The secret’s out when the 19.22 pulls in. Through the sleek Eurostars rumbles a pick and mix of carriages, most of them originally built in Eastern Europe in the 1970s, towed along by a locomotive clearly marked “freight”. Although in this instance, the “freight” is folk who want to do the 500-mile journey to Berlin (via Amsterdam) as sustainably as possible: on a sleeper.

Over the past couple of years, there has been a quiet revolution in long-distance train travel in Europe. Where once the focus was on how fast and far you could go in a day, now suddenly there is a clutch of more leisurely overnighters, of which this European Sleeper is both one of the newest – and oldest. It is also the most useful for UK travellers because it connects with the Eurostar from London, and will soon extend its service to Dresden and Prague.

The European Sleeper in Brussels station

(Andrew Eames)

On board, the sense of throwback continues. This is no Orient Express, although the carriages did run into Istanbul (from the Bulgarian capital Sofia) in a previous life. Dimly lit – “the batteries will recharge once we get under way”, says the train manager – there are so many levers and switches in my compartment that it seems as if I could drive the thing myself.

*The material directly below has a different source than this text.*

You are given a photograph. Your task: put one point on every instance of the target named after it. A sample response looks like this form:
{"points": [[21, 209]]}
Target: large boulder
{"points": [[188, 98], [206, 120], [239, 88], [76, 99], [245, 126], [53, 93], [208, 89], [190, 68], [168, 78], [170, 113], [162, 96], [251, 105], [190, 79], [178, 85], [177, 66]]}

But there’s nothing arthritic about the way it moves efficiently off into the night. I quickly remember why I like this kind of travel. The sense of being in a timeless cocoon, with its instant multinational community. In the corridor, I get into conversation with Tomas, who has a job in Berlin but a girlfriend in Brussels. He’s originally from the Canary Islands, although he only goes back there once a year.